— Привыкла лежать под дождем? — спросил я.
— Пришлось привыкнуть, — ответила она. — В приюте нам дали название. Во время войны нас обычно называли маленькими смертниками.
— Ты не была эвакуирована? — спросил я.
— Это не для меня, — сказала она. — Я нигде не могла оставаться. Всегда возвращалась.
— Родители живы?
— Нет. Оба погибли, когда бомба уничтожила наш дом. — В ее голосе не было ничего трагического. Он звучал совершенно обычно.
— Какое несчастье, — сказал я.
Она не ответила. Я сидел, держа ее за руку и ожидая той минуты, когда наконец поведу ее домой.
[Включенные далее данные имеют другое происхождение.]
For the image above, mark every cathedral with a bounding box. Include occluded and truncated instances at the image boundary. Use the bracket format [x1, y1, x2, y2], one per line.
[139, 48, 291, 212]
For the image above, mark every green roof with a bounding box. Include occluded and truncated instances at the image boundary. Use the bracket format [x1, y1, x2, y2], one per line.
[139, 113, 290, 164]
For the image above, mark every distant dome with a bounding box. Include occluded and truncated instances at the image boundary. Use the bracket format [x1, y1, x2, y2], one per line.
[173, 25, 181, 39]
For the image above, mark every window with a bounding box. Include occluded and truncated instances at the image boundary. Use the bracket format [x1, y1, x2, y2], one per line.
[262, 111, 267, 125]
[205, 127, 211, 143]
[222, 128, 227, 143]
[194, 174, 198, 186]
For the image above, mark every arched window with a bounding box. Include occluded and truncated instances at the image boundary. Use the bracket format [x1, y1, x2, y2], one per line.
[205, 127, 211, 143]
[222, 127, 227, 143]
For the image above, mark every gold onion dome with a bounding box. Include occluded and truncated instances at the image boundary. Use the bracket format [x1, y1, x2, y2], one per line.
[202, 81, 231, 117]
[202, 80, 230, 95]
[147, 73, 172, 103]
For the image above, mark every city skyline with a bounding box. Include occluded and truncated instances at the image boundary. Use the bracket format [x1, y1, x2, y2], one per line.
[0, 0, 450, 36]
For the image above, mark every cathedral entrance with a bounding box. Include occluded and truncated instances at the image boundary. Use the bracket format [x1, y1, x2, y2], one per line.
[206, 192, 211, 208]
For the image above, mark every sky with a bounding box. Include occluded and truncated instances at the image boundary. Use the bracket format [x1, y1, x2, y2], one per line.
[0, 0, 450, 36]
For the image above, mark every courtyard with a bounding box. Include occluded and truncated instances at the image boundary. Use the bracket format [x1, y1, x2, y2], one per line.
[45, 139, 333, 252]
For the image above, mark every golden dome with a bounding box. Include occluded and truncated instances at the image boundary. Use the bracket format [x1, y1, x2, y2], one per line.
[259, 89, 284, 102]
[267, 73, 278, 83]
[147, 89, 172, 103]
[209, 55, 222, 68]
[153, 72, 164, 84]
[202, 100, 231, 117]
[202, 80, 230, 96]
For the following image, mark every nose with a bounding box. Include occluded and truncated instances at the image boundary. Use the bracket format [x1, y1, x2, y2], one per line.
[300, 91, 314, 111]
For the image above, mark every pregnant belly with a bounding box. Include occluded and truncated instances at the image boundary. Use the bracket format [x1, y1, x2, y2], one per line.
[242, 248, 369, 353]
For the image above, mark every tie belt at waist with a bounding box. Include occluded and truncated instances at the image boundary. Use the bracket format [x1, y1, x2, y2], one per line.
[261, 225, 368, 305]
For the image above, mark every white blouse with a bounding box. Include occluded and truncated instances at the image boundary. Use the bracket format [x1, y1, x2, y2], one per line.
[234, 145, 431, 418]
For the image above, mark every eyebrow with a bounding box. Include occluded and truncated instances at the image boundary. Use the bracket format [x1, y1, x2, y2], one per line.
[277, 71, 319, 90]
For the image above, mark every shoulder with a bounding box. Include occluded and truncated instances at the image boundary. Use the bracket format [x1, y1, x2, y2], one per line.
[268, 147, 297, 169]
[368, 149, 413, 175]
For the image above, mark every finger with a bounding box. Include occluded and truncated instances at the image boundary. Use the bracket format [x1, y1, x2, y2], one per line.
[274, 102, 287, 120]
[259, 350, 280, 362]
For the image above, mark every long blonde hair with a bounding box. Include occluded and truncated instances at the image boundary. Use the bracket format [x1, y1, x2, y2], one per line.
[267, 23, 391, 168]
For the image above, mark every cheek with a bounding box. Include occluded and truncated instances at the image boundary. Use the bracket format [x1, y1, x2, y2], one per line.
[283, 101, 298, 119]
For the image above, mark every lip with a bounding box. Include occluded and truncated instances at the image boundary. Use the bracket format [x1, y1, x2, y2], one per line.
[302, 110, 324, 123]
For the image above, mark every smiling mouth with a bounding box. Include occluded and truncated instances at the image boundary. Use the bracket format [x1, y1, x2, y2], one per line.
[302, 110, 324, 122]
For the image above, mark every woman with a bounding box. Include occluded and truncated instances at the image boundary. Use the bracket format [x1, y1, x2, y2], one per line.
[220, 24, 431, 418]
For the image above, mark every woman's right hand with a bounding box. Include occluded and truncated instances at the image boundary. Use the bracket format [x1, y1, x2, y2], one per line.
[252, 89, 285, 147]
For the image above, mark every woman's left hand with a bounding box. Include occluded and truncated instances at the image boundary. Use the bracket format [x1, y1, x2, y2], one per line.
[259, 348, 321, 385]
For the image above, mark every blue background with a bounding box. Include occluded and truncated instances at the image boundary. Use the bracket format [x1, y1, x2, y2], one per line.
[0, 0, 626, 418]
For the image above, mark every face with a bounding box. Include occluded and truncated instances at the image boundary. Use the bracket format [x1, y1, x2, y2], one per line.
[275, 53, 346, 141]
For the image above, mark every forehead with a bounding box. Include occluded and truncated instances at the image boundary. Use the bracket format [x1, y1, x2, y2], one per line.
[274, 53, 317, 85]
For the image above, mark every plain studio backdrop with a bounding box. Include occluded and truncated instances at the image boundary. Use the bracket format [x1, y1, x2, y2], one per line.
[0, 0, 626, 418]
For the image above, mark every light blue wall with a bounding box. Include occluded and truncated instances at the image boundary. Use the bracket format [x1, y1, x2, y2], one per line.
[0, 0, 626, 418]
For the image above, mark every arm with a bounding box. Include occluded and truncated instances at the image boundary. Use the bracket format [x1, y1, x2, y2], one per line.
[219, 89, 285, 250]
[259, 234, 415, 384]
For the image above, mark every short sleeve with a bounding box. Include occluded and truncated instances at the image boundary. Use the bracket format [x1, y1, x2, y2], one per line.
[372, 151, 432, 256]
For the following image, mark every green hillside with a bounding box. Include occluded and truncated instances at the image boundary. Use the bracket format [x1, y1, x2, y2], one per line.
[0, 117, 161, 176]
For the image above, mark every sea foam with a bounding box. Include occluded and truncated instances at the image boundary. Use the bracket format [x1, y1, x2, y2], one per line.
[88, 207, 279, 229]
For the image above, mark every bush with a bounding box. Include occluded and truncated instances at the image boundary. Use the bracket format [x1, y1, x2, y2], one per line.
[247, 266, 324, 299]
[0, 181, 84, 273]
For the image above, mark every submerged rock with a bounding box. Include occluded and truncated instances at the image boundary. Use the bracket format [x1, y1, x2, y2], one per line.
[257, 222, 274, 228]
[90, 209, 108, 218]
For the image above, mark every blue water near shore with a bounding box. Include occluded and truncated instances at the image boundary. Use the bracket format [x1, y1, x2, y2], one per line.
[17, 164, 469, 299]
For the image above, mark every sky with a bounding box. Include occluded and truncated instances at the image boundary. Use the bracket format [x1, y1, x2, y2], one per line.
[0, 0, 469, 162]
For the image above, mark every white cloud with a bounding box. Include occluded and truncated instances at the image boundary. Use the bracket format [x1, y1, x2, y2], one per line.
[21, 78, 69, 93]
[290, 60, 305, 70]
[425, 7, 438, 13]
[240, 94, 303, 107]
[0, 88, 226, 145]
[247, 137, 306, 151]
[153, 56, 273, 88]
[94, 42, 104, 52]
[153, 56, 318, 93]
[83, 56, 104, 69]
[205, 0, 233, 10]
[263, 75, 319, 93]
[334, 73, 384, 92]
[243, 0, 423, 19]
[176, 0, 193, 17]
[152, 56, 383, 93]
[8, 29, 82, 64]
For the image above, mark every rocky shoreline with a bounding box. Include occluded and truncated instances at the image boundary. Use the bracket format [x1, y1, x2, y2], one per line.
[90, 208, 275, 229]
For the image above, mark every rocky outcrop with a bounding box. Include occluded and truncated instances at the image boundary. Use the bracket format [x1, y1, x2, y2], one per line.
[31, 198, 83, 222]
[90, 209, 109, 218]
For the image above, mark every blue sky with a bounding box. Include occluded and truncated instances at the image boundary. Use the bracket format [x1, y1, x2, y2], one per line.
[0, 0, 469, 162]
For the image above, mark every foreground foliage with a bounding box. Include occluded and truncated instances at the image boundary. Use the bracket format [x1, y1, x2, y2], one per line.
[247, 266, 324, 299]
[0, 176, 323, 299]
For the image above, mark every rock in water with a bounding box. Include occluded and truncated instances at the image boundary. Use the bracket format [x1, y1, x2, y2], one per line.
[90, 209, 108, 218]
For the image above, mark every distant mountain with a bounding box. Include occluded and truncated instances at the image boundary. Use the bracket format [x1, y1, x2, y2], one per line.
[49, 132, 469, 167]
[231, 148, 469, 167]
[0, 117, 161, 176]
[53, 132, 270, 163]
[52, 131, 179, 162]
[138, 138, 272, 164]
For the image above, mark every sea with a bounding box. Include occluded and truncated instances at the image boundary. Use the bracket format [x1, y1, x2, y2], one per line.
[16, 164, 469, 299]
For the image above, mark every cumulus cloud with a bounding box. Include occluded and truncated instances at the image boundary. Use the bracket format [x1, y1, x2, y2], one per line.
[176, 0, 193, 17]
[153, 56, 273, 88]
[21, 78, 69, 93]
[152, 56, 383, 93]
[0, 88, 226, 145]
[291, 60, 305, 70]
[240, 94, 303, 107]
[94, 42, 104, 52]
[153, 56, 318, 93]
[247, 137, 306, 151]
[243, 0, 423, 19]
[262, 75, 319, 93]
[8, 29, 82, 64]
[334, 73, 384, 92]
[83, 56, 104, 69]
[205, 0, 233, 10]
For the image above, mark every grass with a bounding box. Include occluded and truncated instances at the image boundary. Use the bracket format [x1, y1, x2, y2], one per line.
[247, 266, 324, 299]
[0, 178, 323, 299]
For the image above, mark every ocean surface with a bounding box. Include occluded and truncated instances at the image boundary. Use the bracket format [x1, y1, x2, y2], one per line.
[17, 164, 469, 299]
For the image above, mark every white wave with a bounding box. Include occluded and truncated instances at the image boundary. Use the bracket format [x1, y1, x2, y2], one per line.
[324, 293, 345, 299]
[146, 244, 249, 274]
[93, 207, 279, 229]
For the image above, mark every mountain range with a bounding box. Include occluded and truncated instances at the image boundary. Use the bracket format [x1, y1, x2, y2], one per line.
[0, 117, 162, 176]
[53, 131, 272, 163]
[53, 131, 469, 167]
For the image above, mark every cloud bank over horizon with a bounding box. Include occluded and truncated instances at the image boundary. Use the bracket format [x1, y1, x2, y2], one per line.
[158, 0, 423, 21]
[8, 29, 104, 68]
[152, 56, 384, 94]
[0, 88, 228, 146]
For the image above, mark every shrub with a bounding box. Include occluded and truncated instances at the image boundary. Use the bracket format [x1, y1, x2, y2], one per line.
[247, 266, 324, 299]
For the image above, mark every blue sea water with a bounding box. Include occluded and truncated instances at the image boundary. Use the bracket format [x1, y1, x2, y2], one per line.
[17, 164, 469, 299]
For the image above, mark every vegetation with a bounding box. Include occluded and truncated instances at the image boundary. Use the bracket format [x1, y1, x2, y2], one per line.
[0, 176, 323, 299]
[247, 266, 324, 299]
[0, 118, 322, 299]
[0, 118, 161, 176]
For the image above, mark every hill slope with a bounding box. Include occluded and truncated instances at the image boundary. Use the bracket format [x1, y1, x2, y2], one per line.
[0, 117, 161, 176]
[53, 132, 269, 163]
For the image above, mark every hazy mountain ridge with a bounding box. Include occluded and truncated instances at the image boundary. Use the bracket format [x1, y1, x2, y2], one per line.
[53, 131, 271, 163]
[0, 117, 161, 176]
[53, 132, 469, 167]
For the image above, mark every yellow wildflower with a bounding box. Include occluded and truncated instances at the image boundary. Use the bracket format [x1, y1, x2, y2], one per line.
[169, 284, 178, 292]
— Ты давно работаешь в кинотеатре? — спросил я.
— Около трех недель, — сказала она. — Долго я нигде не задерживаюсь. Скоро снова куда-нибудь отправлюсь.
— А в чем дело?
— В неугомонности, — сказала она.
Вдруг она подняла руки и взяла в них мое лицо. Она сделала это очень нежно, а не так, как вы могли бы подумать.
— У тебя хорошее, доброе лицо, — сказала она. — Оно мне нравится.
Это было так странно. От ее слов мне стало легко, я уже не чувствовал волнения, как в автобусе, и про себя подумал: «Может быть, это оно и есть, наконец-то я нашел девушку, которая мне действительно нужна. Но не на один вечер, не от случая к случаю. Навсегда».
— Приятель есть? — спросил я.
— Нет, — сказала она.
— Я имею в виду постоянный.
— Нет и не было.
Забавно было так разговаривать на кладбище, притом что она лежала, как какая-нибудь фигура, вырезанная на старом надгробии.